FAQ:

  • Can people outside of Urbana sign the petition? YES, we will be dividing the petition responses by Urbana residents and other responders. 
    • Actually, it is very relevant to have input from residents of surrounding communities since our police departments coordinate very closely. Did you know that the Urbana police department gives assistnace to surrounding departments (such as U of I and Champaign) at a rate of 2 to 1? (i.e. - for every hour of help provided TO Urbana, Urbana provides ~2 hours of help to the surrounding communities). (see recent consultant report page 74).
  • Can I get involved in helping spread the word? YES (please and thank you!).
  • What is the schedule of the vote on this proposed budget? 
    • THE TIME FRAME ON THE BUDGET AND HIRING MORE POLICING
      Tuesday, May 28, at City Hall, at 7:00 p.m.
          First formal presentation of the FY2025 Budget. All department heads, (public works, finance, fire, police, and community development) will give a presentation about the changes and increases they want for their various departments.
      Monday, June 3, 7:00 p.m. 
         Follow-up questions for the department heads from council.
      Monday, June 10, 7:00 p.m.
         More follow-up questions/discussions if needed
      Monday, June 17, 7:00 p.m.
         First vote by council on the FY2025 budget ordinance to send to the next council meeting.
      Monday, June 24, 7:00 p.m.
          Final vote and approval by the city council to adopt a FY2025 budget.
      AT ALL OF THESE MEETINGS WILL BE PUBLIC INPUT FOR 5-MINUTES EACH. 

 

  • Is it safe for non police officers (such as unarmed mental health providers and social workers) to respond to non-criminal and low risk calls for service?
    • Yes.
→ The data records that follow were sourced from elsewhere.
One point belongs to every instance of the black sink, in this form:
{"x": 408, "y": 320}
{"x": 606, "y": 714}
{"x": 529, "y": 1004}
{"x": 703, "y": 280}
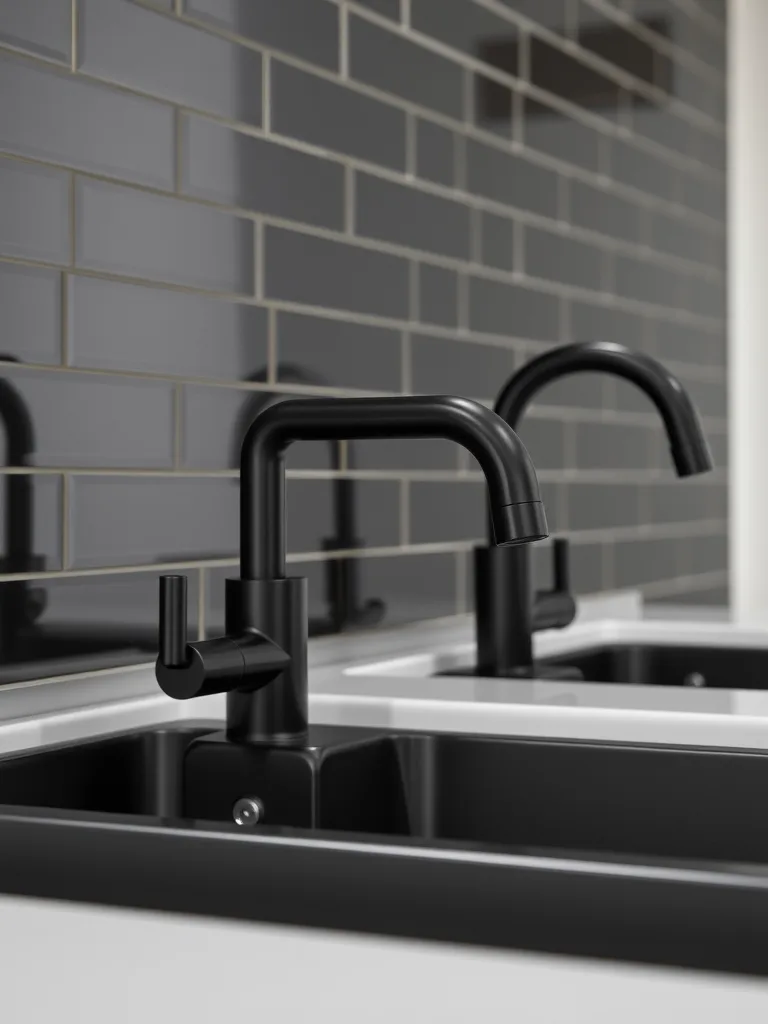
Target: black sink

In fact, it can be safer for everyone involved by avoiding the escalation that a weapon can bring to otherwise non-violent crisis situations. When Law Enforcement Action Partnership (LEAP) spoke at the IMC (see slides and recording here) they addressed this questions extensively. In their experience with dozens of communities that have implemented community based responders, most (if not all) equip the responders with radios to directly call for backup from the police department if needed. In all, LEAP found that responders almost never needed to even call for backup (for example CAHOOTS in Eugene, OR has responded to 15,000+ dispatches and called for backup 0.2% of the time). LEAP (who works closely with these programs) had never heard of a community responder being hurt. 
    • Who are Law Enforcement Action Partnership? According to their website, "The Law Enforcement Action Partnership is a 501(c)(3) nonprofit of police, prosecutors, judges, corrections officials, and other law enforcement officials advocating for criminal justice and drug policy reforms that will make our communities safer and more just."

 

  • Does Urbana need more Administrative Staff for the police department?
    • No, we already have a higher ratio of administrative to patrol staff than comparable departments. See Table 2.5 on page 37 of the Berry Dunn Phase 1 report

 

  • Does Urbana need more Investigations Staff for the police department?
    • No. In fact, there appears to be an opportunity to move duties currently performed by patrol to the investigation
      department as investigation has “strong availability” (Berry Dunn Phase 1 p137) 

 

  • Does Urbana need more Patrol officers in the police department? 
    • It depends on how you look at it but it seems likely that we do not (especially given the relatively high levels of Investigations and Administrative staff which could support patrol, see above). The Berry Dunn phase 1 study concluded that we need 14 additional patrol staff in the UPD (split between badges and non-badged employees). This conclusion assumes police can only respond to calls 30% of the time they are working, the UPD cannot be as efficient as comparable police departments and they will respond to all the calls they currently respond to even if we implement alternative community response (even though 73% of 911 calls to police are currently for non-criminal and non-violent issues). What do you think are reasonable assumptions to make?  Data scientist and professor in the computer science department at the University of Illinois Dr. Camille Cobb has broken down the math in this spreadsheet so you can adjust the assumed variables from Berry Dunn's and see how many officers we would need. For example, what if police officers responded to calls 40% the time they are working? Or what if we assumed that the minimum time that is required to respond to calls was the average time other communities take to respond to these calls? Do armed officers really need to be responding to noise and music complaints? In many cases, the data indicates that we already have plenty of patrol staff in Urbana.

 

  • Is there a summary of the Berry Dunn report with page number references? 

 

  • Why does an alternative responder need to be outside the police department? 
    • This is a question which is very well addressed by the LEAP presentation (timestamp 20:30). LEAP experts shared that putting Alternative Response inside the police department is NOT common and would lead to distrust of the program. Further, since the calls are non-criminal in nature it does not make sense to send a law enforcement personnel.